In its guidance, the CFPB stated that these companies are responsible under the Fair Credit Reporting Act (FCRA) for instituting policies and procedures to “reliably detect and remove inconsistent or impossible information from consumers’ credit profiles.”
Junk data includes impossible information, such as debts undertaken before an individual is born, conflicting information, or any other facially impossible information. In emphasis of this guidance, the CFPB’s advisory opinion focused on two particular types of inaccurate information, including:
- Impossible Information: The CFPB stated that, in some cases, such information reported by background screening companies includes credit cards opened by young minors or trade lines indicating that a consumer is deceased.
- Inconsistent Information: In some cases, the CFPB states that consumer reports include multiple pieces of information that cannot be simultaneously true. Examples include accounts paid in full but showing a balance simultaneously; accounts reported as delinquent before they opened.
The CFPB has stated that these pieces of facially inaccurate data can still significantly affect consumers. For example, it can impact their ability to gain employment, housing, or credit. Furthermore, the Bureau claims that background screening companies are in a firm position to detect these inaccuracies and remove them before they harm consumers.
Unfortunately, the CFPB reports that these errors may be relatively common. For example, in its advisory opinion, the Bureau pointed to a 2012 study by the Federal Trade Commission. The Bureau found that more than 34% of consumers could find at least one error in their credit reports.

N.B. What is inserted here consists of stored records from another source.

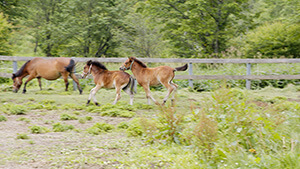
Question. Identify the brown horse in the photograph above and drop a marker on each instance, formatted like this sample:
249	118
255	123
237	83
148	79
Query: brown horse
49	69
104	78
153	76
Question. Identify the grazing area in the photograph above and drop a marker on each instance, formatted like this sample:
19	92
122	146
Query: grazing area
223	128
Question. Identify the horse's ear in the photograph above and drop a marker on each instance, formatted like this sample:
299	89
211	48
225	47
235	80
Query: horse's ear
89	62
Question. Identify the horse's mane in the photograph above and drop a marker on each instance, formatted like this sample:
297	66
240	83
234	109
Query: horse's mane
20	71
139	62
98	64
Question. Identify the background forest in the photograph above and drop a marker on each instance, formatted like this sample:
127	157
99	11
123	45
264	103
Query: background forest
151	28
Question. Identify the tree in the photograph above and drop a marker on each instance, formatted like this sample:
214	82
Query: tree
5	33
196	26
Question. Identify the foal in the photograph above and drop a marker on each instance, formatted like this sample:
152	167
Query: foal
153	76
104	78
49	69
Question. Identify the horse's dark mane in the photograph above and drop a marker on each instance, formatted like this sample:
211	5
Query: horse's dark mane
20	71
139	62
98	64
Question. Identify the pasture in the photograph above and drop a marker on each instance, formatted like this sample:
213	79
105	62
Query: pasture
225	128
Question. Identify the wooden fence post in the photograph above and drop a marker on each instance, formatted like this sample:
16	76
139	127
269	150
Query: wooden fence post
15	66
248	82
191	73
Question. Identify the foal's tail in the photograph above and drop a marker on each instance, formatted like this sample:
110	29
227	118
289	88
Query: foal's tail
182	68
130	85
70	67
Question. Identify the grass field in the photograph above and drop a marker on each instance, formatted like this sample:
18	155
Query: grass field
225	128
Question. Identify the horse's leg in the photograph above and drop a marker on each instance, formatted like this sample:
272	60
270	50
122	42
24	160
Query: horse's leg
72	75
40	82
175	86
29	78
118	95
92	95
170	88
65	77
148	94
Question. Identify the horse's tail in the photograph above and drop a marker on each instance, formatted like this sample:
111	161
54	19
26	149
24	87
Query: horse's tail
182	68
130	85
70	67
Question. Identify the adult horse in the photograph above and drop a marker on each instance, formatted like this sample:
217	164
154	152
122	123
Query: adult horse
49	69
104	78
153	76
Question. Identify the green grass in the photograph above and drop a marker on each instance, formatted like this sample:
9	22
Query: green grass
225	128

These errors may severely impact populations like foster children, who often suffer from identity theft. Unfortunately, they are especially vulnerable due to disseminating their information across several adults and databases. This situation can result in adverse information reaching background screening companies before they pass into adulthood.
The CFPB has made it clear that background screening companies have an obligation under the FCRA to detect and remove such facially impossible information. This obligation helps protect consumers, especially the most vulnerable, to ensure their consumer reports include only accurate information.